In 2017, the SCAE combined with the Specialty Coffee Association of America to form the Specialty Coffee Association (SCA), for which Colin is an Ambassador.
“My ethos is to educate members of the coffee industry and the consumer to understand the value of speciality coffee. This will further the speciality coffee market and enable more people to assess the quality of better coffee.”
He also puts his expertise and knowledge to good use in serving wider society. He maintains close contact with the local Hospice of St Francis’s Corporate Partnership Committee on a voluntary basis, supporting many of their events with supplies of coffees. “I also give many talks on coffee and the money raised is used to support the St Francis hospices and the Peace Hospice in Watford.”
A qualified SCA trainer, he has worked with local prisons to train prisoners in a rehabilitation programme before release. “Until December 2019, at The Mount Prison and Bedford Prison, we had a café in the visitors’ room which enabled the prisoners to gain experience in communication with the public and to practise the skills learned in taking the Speciality Coffee Association (SCA) barista Foundation Course.

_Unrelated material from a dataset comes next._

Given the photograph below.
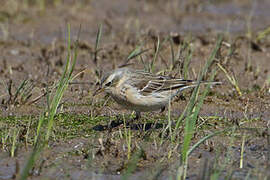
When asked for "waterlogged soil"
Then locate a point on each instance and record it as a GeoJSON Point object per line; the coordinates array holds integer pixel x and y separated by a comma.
{"type": "Point", "coordinates": [89, 139]}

Profits gained from the cafes were given to HACRO, the Hertfordshire Association for the Rehabilitation of Offenders.”
Colin lives in Berkhamsted and is married to Marina, his second wife. Between them, they have 13 grandchildren. He has two daughters with his first wife, Sue, and one with Marina. “Also on a personal level, after 40 years I no longer play hockey for St Albans, but I am I am trying to play golf.”